Le Antiche Pizzerie DA MICHELE.
Vale a dire Napoli Vs. Roma.




Dai che zi Pigi mi ripeteva, “Fabbiò, il Michele romano ha aperto, è ora della sortita ufficiale. Naturalmente ai soliti orari matti nostri, che sennò sai quando entriamo?”.

La nuova sede ufficiale di Michele è a via Flaminia, luogo della Roma bene a un tiro di schioppo da Piazza del Popolo e Villa Borghese, di fianco all’Explora, un casermone vetrato che accoglie il Museo dei bambini.
Bacino d’utenza illimitato, fra turisti, studenti e lavoratori incravattati.
Questa era l’informazione istituzionale.

Quella underground invece, è che dall’altra parte della strada c’è la sede delle Edizioni Mediterranee, mirabile casa editrice che ha la capacità di stampare fondamentali libri scientifici come quelli di Erio Del Col sul mal di schiena, passando con disinvoltura a tematiche tipo i poteri paranormali di Gustavo Adolfo Rol, fino ai dischi volanti e l’immancabile culto di Sai Baba!
Roba grossa insomma.
Ormai fare un click su Amazon per ordinare un libro è facile come prendere la scala mobile al centro commerciale. E invece a noi piace ancora affrontare le scale a piedi, con la fatica che pizzica i polpacci e acquistare libri dal vivo dentro redazioni che pare di stare nello studio col galeone di Dylan Dog, Giuda ballerino…

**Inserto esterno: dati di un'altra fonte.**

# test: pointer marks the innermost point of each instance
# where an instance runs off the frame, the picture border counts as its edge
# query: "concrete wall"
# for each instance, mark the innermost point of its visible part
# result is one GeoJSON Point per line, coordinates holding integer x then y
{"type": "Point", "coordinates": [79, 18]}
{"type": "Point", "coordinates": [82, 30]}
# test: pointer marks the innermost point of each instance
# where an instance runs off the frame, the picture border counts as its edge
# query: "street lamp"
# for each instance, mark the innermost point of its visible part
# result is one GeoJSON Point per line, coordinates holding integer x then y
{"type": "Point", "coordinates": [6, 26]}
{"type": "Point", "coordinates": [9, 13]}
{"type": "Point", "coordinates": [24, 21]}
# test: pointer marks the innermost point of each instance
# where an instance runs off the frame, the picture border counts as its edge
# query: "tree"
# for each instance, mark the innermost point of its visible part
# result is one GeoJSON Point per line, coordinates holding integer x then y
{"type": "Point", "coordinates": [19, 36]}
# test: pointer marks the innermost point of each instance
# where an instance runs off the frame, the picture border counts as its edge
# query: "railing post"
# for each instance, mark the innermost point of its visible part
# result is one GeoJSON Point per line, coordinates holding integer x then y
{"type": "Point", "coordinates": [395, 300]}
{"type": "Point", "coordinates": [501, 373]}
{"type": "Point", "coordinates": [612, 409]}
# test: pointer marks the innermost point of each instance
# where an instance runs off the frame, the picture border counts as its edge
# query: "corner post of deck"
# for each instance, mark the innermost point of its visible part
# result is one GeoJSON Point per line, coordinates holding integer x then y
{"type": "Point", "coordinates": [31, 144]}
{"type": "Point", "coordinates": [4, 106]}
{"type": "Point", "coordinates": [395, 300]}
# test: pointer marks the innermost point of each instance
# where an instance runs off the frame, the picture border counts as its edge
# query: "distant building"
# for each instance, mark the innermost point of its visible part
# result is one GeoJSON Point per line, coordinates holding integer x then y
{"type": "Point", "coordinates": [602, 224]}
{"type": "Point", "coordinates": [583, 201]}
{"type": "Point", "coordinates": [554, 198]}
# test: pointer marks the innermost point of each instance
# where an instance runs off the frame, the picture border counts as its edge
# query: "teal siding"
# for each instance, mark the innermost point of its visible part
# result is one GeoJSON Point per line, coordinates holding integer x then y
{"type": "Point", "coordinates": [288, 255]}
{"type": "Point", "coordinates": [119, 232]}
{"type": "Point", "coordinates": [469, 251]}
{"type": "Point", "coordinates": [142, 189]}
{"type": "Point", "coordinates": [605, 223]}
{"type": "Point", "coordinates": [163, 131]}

Altra cosa gagliarda di via Flaminia accanto al neonato Michele è la Facoltà di Architettura.
Una volta avevo appuntamento dal notaio e visto che era ancora presto avevo deciso d’infilarmi all’università per verificare che facce avessero gli architetti del futuro. Nulla di rivoluzionario ad essere sinceri.
Uscendo, poco prima di dirigermi all’appuntamento, avevo scorto un discreto traffico di gioventù guardinga che invece di entrare in facoltà s’infilava in una stradetta e si dirigeva chissà dove. Figurati! Curiosissimo, m’ero messo a seguirli come un segugio e ‘sti pischelli enigmatici alla fine s’imboscavano dentro un capannone mezzo autogestito. Da paura!
Faccio per imboccare pure io con portamento sbarazzino/accademico, ma due giovanotti microscopici mi sbarrano la strada e mi dicono “Signore, non può entrare, questa è un’area privata!”. Porcoddue ma che state a scherzà - avrei voluto dirgli - a zii, ho finito di studiare tipo l’altro ieri, ma che davvero?
Ahò, niente, volevo fare il supergiovane e alla fine mi hanno trattato come un nonno Rodolfo qualsiasi rincoglionito e bofonchiante e la morale di questa mesta storia è che non ho mai saputo che minchia combinassero quei pigmei svergognati dentro un’officina in disuso fra la sterpaglia…

Detto ciò, passo finalmente all’argomento che mi ha catapultato davanti alla tastiera a scrivere sei righe.

Domanda da mille dobloni d’oro: ma alla fine, è meglio il Michele di Napoli o quello di Roma?




(Michele di via Flaminia, RM)




(Michele di Via Sersale, NA)

AHAHAH, che ingenui che siete, se pensavate che avrei parlato di questo. Se vi aspettavate la disamina muscolare e competitiva uguale a come fanno i soliti blog enogastronomici sulle dieci migliori pizzerie dell’universo, sui dieci pizzaioli più fuckyeah! del pianeta, la gara a chi fa il cornicione più gonfio o a chi apre più locali dai nomi più stronzi del reame.

Recensire sul serio una pizzeria richiede un’assidua frequentazione del posto e un assaggio ripetuto del pizzame, in diverse giornate dell’anno e dunque in differenti tipi di affluenza di pubblico e clima.
Il tutto nella totale inconsapevolezza dei gestori del locale.
Altrimenti so’ buoni tutti…
Solo attraverso un rigore del genere e la replica dell’esperienza almeno una decina di volte, si può delineare, tra i fisiologici alti e bassi produttivi, uno S T I L E R I C O N O S C I B I L E tra una pizzeria e l’altra.
Il resto sono solo chiacchiere di contorno.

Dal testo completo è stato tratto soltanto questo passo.